Most NFL teams operate as family-owned businesses. When the person in charge no longer is able to run the business, another family member must take over.
In a recent interview with Jeff Schultz of TheAthletic.com, Falcons owner Arthur Blank peeled back the curtain on current league protocol regarding the potentially sudden change that can happen, if the primary owner of a team either dies or becomes incapacitated.
“We are required once a year to submit a succession plan to the NFL,” Blank said while explaining that he has no plans to transfer the team outside of his family.
“The league went through difficult [family estate] situations with the Saints, Denver and Indianapolis,” Blank said. “I’m sure [late Broncos owner] Pat Bowlen, God bless him, is flipping in his grave because of the difficulties with his family. It’s not a happy thing. [Late Saints owner] Tom Benson, you know what happened. It was ugly.”
The NFL also had a multi-year problem with the Titans, after the passing of team founder Bud Adams. His estate failed to give control over the team to any specific branch of his family tree.

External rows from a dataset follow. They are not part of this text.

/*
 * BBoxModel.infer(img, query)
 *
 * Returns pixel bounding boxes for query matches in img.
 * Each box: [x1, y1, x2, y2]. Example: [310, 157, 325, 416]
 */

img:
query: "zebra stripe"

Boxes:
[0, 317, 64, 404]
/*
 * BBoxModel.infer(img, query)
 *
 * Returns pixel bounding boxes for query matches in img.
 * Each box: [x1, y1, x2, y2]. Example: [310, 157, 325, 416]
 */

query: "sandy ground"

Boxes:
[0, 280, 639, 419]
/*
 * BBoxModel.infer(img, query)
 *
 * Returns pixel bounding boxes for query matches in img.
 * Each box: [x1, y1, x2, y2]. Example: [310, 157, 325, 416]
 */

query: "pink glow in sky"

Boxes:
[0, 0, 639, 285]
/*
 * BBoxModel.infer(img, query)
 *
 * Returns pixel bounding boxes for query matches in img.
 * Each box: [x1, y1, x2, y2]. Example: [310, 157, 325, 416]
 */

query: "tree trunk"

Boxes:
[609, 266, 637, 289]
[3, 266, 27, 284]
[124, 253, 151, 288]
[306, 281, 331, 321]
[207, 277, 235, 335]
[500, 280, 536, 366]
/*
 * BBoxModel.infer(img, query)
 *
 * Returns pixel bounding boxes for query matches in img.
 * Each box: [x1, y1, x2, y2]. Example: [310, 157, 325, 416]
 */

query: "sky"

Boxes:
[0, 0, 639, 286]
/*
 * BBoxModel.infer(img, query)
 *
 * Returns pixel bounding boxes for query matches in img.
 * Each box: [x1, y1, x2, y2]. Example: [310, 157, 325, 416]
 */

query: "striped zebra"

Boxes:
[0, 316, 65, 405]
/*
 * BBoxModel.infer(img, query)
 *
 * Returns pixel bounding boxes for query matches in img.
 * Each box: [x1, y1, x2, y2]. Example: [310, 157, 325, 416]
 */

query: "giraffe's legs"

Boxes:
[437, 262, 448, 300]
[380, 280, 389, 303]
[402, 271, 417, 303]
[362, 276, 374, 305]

The submission of a succession plan minimizes the chances of additional messes. Every team must have a succession plan in place, and that plan must be given to the league. Blank has one. Every owner has one. Ideally, the presence of that plan -- updated annual -- will avoid future problems when it’s time for control of a team to pass from one family member to another.
Last year, the league created a rule that allows teams to be fined $10 million and individual owners to be fined $2 million for failure to comply with the rule mandating that one person hold the minimum amount of equity in the team and, most importantly, possess final say over any and all matters on which the various teams periodically vote.